A similar XaaS trend is now becoming more popular among industrial IoT sensor companies. In our primary and secondary research, we have found that, among startups offering sensor-based IoT technologies, more than half either plan to adopt or have adopted the XaaS business model in the form of sensor-as-a-service (i.e., sensors and IoT platforms).
The XaaS business model offers benefits to both vendors and customers; for customers, the main benefits include ease of deployment and maintenance, lower costs, flexibility, and increased business agility. For vendors, embracing XaaS enables faster market penetration, stabler revenue, more upsell opportunities, and improved customer retention. For these reasons, XaaS business models are becoming increasingly prevalent among IoT technology providers. As more than 80% of stakeholders express interest in the sensor-as-a-service business model, we ask a fundamental question: Is the sensor-as-a-service business model a good fit for every IoT sensor vendor?
To be successful with sensor-as-a-service business models, vendors should strive to offer a greater number of as well as unique features.

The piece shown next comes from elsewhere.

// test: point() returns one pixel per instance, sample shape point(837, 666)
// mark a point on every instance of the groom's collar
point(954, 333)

In addition to the general benefits highlighted above, vendors will have to go above and beyond to offer other incentives and adopt suitable strategies, such as:
1. Access to complex infrastructure
For many wireless IoT sensors, setting up and maintaining access to the network infrastructures on an ongoing basis can be challenging. For example, in logistics applications, sensors are frequently transported across international boundaries, which can be hard for clients to deploy, as multiple communication technologies and carriers are required. By offering these sensors as a service, vendors can significantly reduce the barriers to using these sensors for customers.

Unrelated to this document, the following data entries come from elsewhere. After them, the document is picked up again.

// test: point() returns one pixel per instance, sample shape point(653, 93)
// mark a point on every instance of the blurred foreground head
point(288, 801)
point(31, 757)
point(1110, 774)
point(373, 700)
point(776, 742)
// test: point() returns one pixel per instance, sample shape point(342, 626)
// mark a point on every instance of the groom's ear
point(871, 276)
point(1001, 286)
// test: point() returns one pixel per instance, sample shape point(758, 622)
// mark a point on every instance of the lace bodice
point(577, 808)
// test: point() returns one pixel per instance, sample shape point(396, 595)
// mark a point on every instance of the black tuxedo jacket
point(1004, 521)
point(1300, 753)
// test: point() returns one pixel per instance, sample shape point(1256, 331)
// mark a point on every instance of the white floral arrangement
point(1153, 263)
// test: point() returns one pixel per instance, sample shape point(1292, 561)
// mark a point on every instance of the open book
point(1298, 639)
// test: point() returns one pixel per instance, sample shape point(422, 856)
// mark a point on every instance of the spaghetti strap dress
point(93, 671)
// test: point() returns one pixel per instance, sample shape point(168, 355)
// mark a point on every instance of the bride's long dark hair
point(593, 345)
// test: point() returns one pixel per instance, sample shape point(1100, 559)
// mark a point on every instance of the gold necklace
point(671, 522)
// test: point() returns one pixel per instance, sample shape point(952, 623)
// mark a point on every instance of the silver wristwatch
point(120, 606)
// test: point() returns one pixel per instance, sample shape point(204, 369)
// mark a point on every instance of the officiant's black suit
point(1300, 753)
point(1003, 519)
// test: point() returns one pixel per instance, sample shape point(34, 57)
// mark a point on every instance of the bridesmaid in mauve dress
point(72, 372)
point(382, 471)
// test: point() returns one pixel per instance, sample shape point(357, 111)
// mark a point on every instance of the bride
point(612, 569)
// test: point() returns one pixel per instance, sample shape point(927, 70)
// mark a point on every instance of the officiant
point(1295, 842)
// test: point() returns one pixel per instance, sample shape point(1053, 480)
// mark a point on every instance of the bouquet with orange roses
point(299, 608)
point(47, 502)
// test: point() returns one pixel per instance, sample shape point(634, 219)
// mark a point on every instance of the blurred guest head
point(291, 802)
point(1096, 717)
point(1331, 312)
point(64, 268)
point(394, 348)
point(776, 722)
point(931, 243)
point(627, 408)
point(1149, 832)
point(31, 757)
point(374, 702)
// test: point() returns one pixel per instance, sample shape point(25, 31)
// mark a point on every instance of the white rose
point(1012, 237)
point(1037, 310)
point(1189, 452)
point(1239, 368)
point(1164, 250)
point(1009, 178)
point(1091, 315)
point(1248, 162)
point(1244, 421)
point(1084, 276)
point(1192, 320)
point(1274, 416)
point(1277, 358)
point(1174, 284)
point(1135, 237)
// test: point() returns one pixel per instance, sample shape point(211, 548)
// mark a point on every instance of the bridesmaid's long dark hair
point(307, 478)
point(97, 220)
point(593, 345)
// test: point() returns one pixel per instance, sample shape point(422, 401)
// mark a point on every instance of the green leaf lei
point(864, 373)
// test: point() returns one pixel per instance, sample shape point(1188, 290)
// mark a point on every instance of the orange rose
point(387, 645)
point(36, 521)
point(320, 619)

Nexxiot's sensors provide access to various communication protocols that allow for continuous data gathering on global assets. The company offers sensors as a service for global asset tracking, which helps clients obtain real-time insights into location, status, conditions, and events related to their assets. With pre-established access to global networks, Nexxiot's solution eliminates miscellaneous work for its clients.
2. Access to exhaustive analytics and computing power
While much of the sensor data is increasingly being processed at the edge, the volume, velocity, and complexity of data make cloud computing essential. By offering sensors as a service, clients can leverage powerful cloud computing to offer quicker insights to customers.

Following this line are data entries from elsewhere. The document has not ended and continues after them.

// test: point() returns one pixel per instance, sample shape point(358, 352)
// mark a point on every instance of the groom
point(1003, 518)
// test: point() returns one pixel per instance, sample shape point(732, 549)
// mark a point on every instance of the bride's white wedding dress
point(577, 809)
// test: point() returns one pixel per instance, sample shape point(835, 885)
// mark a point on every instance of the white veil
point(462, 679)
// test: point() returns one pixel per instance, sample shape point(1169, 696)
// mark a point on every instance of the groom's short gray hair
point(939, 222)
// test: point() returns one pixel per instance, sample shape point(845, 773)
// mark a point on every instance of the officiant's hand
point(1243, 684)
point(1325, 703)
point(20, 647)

Breeze Technologies needs exhaustive cloud computing power to model city-level air quality and emissions. The company is an air quality sensor developer; it offers outdoor air quality sensors through its sensor-as-a-service business model. Its subscription-based service charges users recurring fees for using the sensors and access to insights from the cloud-based analytics platform. Breeze Technologies' solution eliminates the work of setting up local computing systems.
3. Avoid competing with incumbent IoT platforms
Sensor developers need to recognize that they also face competition from incumbent IoT platforms – a fairly crowded space – thereby creating a challenging environment for sensor developers to prevail through offering the sensors as a service. However, sensor companies embracing sensor as a service can target unique emerging use cases and thus differentiate themselves from the rest of the IoT platforms landscape.
Xandar Kardian's sensor solutions require unique IoT platforms. The company offers ultra-wideband radar sensors for continuous activity and vital sign monitoring applications as part of its subscription service. Its IoT platform uses proprietary algorithms to analyze the data, thereby revealing occupants' status (e.g., location, activity, and vital signs) within the monitored spaces. By targeting a unique and emerging application that none of the IoT platforms are tackling, Xadar Kardian has managed to prevail in the marketplace via its sensor-as-a-service business model.
The XaaS model has been gaining traction in multiple industries, and IoT sensing vendors are the latest stakeholders exploring the use of XaaS. However, those interested should be aware that, to be successful with XaaS business models in the IoT sensors space, they should offer additional incentives to customers and differentiate themselves from other established IoT platform providers.